The Labour leader has long campaigned for the return of the Elgin Marbles to Greece, and declared in a 2014 debate in the Houses of Parliament that the items had been “stolen”.
Speaking with the Greek newspaper Ta Nea, Mr Corbyn said: “It is very clear to me that the Parthenon Sculptures belong to Greece.
“They were made in Greece and that is where they were for thousands of years until they were taken by Lord Elgin.”
Pointing to the UK’s colonialist past, he added: “As with everything stolen or removed from a country that was in the possession or colony – including objects looted from other countries in the past – we should also begin constructive talks with the Greek government on the return of the sculptures.”
He concluded he would commence “constructive talks” with the Greek government to begin the process of returning the artefacts upon entering Downing Street.
A Labour spokesman commented on Mr Corbyn’s statements, saying: “Jeremy was stating his long-standing personal view that the Parthenon statues were made in and belong to Greece.

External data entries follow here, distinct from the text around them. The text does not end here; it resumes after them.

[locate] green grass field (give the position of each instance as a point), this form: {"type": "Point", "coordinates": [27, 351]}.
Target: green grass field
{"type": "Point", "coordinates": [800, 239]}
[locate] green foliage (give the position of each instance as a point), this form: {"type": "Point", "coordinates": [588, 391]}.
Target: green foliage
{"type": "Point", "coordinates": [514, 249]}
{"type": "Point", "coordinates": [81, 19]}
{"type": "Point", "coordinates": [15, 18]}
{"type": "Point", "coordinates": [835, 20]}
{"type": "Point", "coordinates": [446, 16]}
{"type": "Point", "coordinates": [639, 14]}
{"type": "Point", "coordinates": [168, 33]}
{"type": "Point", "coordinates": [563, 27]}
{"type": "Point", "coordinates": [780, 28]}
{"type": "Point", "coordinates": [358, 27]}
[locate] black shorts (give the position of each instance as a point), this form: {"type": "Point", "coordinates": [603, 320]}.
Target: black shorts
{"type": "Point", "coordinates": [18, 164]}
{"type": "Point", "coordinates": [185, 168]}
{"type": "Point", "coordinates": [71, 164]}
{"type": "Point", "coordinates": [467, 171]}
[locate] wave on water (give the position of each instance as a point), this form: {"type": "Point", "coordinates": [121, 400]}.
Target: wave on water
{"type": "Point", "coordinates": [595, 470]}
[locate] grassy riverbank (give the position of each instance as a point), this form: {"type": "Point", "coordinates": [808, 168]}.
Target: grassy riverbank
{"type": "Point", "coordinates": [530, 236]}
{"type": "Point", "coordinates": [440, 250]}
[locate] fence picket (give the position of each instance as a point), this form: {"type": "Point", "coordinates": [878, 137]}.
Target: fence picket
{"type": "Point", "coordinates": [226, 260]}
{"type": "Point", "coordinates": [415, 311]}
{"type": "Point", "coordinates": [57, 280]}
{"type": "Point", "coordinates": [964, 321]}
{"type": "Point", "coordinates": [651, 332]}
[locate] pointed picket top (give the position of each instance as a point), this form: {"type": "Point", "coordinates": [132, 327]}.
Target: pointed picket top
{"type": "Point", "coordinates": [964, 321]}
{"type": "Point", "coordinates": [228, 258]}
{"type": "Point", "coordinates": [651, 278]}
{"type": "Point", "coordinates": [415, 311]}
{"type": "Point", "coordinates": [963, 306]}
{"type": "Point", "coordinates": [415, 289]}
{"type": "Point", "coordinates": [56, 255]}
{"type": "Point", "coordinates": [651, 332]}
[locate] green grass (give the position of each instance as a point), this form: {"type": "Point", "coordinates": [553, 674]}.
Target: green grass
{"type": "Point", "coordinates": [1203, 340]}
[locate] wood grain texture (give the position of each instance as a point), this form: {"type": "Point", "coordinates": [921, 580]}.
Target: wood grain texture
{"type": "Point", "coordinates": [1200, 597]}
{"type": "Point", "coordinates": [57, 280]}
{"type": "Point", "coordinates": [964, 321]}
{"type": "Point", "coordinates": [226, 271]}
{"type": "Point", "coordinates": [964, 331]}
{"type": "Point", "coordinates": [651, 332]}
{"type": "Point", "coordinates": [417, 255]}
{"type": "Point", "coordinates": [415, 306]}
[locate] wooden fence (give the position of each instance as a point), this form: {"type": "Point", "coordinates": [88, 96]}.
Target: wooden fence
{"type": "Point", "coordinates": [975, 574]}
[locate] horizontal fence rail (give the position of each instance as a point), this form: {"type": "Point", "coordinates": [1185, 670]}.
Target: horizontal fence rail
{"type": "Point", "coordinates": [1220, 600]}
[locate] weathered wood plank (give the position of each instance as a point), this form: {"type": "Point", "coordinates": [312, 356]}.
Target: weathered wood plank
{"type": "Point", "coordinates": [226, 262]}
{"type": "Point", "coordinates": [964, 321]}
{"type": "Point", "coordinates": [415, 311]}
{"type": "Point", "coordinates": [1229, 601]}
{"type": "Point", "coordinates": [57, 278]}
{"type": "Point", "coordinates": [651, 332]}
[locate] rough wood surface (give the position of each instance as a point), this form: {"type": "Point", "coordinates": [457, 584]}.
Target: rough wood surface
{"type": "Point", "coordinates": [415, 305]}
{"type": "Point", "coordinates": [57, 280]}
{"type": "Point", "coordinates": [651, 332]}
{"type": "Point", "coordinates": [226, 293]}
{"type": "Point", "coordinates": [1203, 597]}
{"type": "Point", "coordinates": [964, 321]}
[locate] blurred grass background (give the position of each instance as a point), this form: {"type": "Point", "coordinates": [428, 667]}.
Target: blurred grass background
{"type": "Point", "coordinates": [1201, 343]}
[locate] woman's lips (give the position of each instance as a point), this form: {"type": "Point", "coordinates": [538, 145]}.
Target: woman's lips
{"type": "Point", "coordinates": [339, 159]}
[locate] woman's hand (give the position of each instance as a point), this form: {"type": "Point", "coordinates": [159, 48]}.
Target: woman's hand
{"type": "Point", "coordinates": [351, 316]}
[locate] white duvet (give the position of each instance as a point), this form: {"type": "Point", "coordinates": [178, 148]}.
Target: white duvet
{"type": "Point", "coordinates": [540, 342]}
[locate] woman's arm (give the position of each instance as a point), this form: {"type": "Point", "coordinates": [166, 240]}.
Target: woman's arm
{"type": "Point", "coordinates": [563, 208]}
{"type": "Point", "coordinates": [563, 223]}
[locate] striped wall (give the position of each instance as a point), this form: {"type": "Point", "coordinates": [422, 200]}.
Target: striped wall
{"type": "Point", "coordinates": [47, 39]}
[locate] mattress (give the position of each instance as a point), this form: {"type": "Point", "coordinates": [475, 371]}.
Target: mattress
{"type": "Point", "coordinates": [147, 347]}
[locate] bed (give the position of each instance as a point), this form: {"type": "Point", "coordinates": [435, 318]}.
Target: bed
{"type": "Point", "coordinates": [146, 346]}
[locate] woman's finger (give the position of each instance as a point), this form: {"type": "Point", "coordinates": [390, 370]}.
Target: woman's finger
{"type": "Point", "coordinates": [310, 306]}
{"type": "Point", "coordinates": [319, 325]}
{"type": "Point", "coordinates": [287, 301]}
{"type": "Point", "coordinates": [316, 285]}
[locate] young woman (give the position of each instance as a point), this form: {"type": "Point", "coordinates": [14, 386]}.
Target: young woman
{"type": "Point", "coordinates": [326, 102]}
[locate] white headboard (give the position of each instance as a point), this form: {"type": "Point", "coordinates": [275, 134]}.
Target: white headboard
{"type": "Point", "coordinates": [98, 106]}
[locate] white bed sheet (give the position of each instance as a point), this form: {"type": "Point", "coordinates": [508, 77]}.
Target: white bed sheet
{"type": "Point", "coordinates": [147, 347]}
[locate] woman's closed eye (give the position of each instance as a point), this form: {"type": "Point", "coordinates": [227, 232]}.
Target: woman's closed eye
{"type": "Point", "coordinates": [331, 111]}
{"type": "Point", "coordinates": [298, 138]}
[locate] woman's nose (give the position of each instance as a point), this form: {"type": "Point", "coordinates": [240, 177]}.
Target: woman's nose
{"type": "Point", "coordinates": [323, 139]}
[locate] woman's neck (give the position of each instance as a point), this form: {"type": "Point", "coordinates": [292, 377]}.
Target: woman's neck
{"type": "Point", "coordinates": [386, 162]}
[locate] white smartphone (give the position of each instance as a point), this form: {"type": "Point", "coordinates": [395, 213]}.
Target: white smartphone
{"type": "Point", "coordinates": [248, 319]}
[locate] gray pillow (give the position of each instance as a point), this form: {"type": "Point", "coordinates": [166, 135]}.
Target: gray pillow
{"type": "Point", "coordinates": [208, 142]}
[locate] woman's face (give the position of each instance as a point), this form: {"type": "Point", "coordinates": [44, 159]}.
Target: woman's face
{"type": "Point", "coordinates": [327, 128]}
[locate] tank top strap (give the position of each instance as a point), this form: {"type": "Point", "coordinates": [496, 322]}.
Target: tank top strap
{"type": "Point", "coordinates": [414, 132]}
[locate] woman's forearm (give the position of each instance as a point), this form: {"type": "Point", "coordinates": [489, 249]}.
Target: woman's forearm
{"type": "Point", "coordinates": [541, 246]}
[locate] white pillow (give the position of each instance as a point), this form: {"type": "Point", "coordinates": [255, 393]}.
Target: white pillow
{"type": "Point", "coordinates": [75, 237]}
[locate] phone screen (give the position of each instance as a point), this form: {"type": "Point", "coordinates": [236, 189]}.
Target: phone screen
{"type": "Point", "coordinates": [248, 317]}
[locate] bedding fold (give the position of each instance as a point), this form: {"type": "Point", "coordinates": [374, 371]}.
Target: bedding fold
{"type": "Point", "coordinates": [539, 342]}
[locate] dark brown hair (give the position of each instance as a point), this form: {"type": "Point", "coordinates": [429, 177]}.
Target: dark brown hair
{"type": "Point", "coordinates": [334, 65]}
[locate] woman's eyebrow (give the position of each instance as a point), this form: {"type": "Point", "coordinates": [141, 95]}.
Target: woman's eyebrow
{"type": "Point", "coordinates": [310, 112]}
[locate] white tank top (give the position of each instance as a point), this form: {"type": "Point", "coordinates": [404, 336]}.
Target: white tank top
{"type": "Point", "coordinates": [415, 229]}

“The Elgin marbles are an emotive issue and it is in the interests of both Britain and Greece to have a constructive dialogue about them, which represents all views.
“Jeremy was right to call for constructive talks between the UK and Greek governments.”
The sculptures were removed by Lord Elgin from the Parthenon at the top of the Acropolis in Athens and brought to the UK between 1799 and 1810 after obtaining permission from the Ottoman Empire which ruled Greece at the time.
The Greek government has made formal applications to the UK for the sculptures to be returned, and have argued the Ottomans had no legal right to sanction their removal.
Yet numerous MPs and academics believe the acquisition of the sculptures was legal and argue they have contributed greatly to the education of the British public.
A Government source slated Mr Corbyn’s statements, saying: “We don’t share the anti-historic views that Mr Corbyn and others have on the left, which is that you should disavow yourself of everything that has happened in your country’s history, whether you were responsible for it or not.
“You might as well say to any foreign country that wanted to: come and bring your removal trucks to the national museums and strip them out.”
The Government’s position on the issue was outlined in a briefing paper published in June 2017, which noted: “The Government’s position continues to be that ‘issues relating to the ownership and management of the Parthenon sculptures are matters for the trustees of the British Museum’.”
However the British Museum has indicated the return of the sculptures remains highly unlikely.
They wrote: “The trustees hold the whole of the British Museum collection under the terms of the British Museum Act 1963, for the benefit of the public.
“This legislation prohibits the trustees from permanently disposing of objects unless they are duplicates of others already in the collection or are ‘unfit to be retained and can be disposed of without detriment to the interests of students’.”